Peanut Butter and a Quiver of Arrows

Standard

On Sunday, Mark Eiken, Central Campus Pastor at 12Stone Church, preached a wonderful message entitled Grit or Quit. I highly recommend that you listen, as it is a wonderful example of peanut butter communication: sticky and spreadable.

Sticky
When you are planning your communication, think about what ideas you want to stick with people.  What are the most salient points, and how will you communicate in a way that they will stick beyond Sunday’s sermon?

Spreadable
When you are planning your communication, think about how the ideas can spread.  12Stone creates small group leader curriculum based on the weekly sermons, extending the life of the ideas in the weekend messages. They make the video of the services available online during the week, and the audio is available via podcast for years. A brief outline of the message is often posted by the church on facebook, but quotes from the message are often posted by the members on Instagram and Twitter.  The church posts its social media information on the message notes, and often incorporates hashtags in order to track these congregational posts.  There are myriad ways to help the congregation spread the message.

What ways are your church making the message easy to spread?  Can people spread it to others, and can they spread it out over other areas of their life?

What did you want to stick with your listeners this week? What did you do to make sure it stuck?

My Peanut Butter
When teaching about grit, Pastor Mark used 2 Kings 13:14-19 to encourage us to not give up.

“Shoot the arrow!” Elisha ordered. As soon as the king shot the arrow, the prophet exclaimed, “You are the Lord’s arrow, with which he will win victory over Syria. You will fight the Syrians in Aphek until you defeat them.” Then Elisha told the king to take the other arrows and strike the ground with them. The king struck the ground three times, and then stopped. This made Elisha angry, and he said to the king, “You should have struck five or six times, and then you would have won complete victory over the Syrians; but now you will defeat them only three times.”

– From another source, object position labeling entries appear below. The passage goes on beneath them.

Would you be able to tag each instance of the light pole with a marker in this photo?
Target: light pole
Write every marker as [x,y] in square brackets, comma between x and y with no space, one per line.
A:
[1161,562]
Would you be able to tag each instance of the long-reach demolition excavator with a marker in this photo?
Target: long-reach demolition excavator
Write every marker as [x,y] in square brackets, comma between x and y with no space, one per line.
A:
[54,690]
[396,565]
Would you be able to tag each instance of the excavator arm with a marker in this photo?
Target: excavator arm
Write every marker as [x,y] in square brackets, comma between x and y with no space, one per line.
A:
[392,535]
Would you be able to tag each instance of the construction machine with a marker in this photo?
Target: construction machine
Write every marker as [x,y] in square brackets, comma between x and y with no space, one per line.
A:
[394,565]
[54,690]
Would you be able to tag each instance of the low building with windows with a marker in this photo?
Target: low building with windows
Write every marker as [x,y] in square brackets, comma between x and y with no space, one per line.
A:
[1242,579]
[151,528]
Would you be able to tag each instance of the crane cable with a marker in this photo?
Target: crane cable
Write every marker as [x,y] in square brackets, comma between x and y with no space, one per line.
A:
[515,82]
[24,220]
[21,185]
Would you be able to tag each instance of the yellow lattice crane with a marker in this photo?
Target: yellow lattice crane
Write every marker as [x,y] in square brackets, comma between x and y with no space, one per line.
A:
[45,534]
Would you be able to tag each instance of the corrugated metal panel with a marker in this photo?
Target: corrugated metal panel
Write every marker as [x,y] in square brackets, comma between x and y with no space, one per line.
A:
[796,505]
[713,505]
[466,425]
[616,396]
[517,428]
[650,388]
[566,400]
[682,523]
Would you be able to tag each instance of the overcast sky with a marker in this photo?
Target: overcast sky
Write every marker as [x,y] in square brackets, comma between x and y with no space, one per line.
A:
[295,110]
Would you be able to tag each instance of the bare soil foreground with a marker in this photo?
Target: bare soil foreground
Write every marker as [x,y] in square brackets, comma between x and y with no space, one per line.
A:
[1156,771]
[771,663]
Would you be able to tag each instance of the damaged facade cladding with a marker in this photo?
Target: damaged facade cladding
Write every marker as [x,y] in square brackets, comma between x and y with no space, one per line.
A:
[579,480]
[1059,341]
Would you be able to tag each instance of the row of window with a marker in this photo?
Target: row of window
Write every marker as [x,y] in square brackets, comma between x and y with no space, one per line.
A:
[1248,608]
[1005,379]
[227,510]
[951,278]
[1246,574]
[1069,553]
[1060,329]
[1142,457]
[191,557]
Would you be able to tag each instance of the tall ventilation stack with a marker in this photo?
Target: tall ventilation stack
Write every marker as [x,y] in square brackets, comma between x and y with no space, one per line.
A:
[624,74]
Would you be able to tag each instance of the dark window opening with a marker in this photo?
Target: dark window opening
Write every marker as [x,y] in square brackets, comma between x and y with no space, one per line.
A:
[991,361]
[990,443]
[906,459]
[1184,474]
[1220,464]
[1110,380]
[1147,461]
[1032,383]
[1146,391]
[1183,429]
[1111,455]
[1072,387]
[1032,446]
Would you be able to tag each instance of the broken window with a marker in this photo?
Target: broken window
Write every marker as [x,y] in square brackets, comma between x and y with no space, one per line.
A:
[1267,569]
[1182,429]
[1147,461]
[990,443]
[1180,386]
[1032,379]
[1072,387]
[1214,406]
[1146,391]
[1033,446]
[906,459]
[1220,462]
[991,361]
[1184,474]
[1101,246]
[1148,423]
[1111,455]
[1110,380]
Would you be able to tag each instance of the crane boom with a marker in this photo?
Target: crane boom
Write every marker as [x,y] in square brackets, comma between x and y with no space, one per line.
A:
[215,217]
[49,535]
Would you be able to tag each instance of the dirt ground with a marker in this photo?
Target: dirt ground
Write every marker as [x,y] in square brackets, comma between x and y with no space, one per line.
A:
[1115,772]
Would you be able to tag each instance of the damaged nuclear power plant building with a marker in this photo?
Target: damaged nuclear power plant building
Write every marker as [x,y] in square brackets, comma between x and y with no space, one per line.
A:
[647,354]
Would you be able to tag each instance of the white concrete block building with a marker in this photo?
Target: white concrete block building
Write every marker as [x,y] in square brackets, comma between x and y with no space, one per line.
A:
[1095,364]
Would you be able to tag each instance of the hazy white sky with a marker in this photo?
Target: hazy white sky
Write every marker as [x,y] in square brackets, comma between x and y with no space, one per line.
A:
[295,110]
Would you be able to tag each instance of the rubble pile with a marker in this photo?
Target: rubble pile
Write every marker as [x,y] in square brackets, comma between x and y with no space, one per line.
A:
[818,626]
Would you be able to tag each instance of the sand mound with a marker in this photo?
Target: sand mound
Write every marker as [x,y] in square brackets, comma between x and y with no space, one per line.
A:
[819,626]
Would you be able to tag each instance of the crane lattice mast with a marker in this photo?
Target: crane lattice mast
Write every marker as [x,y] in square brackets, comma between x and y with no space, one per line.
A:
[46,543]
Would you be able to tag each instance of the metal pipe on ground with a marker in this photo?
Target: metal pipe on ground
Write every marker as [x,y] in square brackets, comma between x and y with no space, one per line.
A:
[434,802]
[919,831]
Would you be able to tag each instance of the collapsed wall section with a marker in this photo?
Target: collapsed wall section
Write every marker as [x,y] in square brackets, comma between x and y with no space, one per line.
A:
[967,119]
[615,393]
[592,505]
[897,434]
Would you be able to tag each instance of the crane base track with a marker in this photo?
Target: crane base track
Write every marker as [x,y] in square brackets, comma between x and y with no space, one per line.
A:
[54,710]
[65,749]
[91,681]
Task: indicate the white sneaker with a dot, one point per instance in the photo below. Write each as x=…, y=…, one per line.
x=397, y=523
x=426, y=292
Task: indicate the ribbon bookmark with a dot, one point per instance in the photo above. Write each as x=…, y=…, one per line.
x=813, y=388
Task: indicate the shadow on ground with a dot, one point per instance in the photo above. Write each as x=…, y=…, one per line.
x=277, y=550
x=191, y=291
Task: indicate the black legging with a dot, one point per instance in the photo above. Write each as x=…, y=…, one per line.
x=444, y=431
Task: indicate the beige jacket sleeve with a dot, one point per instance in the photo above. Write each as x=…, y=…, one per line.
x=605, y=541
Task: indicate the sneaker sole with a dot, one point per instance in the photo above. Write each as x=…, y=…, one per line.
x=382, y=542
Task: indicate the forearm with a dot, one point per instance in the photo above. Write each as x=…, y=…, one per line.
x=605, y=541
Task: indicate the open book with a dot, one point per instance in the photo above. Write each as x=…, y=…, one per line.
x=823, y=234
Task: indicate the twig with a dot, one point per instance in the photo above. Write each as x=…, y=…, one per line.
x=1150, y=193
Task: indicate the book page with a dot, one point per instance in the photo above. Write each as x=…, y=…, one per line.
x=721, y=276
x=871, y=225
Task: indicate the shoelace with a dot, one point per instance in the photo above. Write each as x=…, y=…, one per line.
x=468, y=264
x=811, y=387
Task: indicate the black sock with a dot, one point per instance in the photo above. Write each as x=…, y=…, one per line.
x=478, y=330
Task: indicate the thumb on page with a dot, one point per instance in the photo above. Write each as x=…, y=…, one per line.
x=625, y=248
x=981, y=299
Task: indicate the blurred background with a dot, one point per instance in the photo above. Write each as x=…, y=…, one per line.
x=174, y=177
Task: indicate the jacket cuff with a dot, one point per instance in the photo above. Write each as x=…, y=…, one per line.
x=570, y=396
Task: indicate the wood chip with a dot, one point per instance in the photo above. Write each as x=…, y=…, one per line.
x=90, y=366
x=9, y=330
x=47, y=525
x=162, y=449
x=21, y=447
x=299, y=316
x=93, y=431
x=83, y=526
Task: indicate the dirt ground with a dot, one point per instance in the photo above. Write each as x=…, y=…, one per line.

This week, I am overwhelmed. I have several part-time jobs, am in two doctoral classes, am about to begin taking two online classes (required for one of my jobs), and am (supposed to be) writing my dissertation. I haven’t exercised as much as I should, but this morning I dragged myself out of bed and took a walk around the neighborhood.  If I go around the circle and down every street in my subdivision once, I’ve gone 2.5 miles.  If I pass my house and go around the circle one more time, it’s 3.1, which is a 5K. This morning, I knew when I got to my house I would be tempted to stop and go inside, knowing how much work was waiting for me.  But I also knew that it would only take me 8 more minutes to go around the circle and complete the 5K. An internal debate went on in my mind for a moment, and suddenly I realized I needed to shoot one more arrow.  I can stop at 2.5, but then I’ll lose the battle to stay healthy (physically and mentally). When I want to quit, I know I can just shoot one more arrow, and get closer to my goal.  And I have a whole quiver of arrows – so I don’t have to just apply this to exercise – it works at school, work, and home.

What makes this thought not only sticky, but spreadable, is that I remembered it, I plan to apply it to all areas of my life, and I’m spreading it to you.  That’s peanut butter communication – how will you use it this week?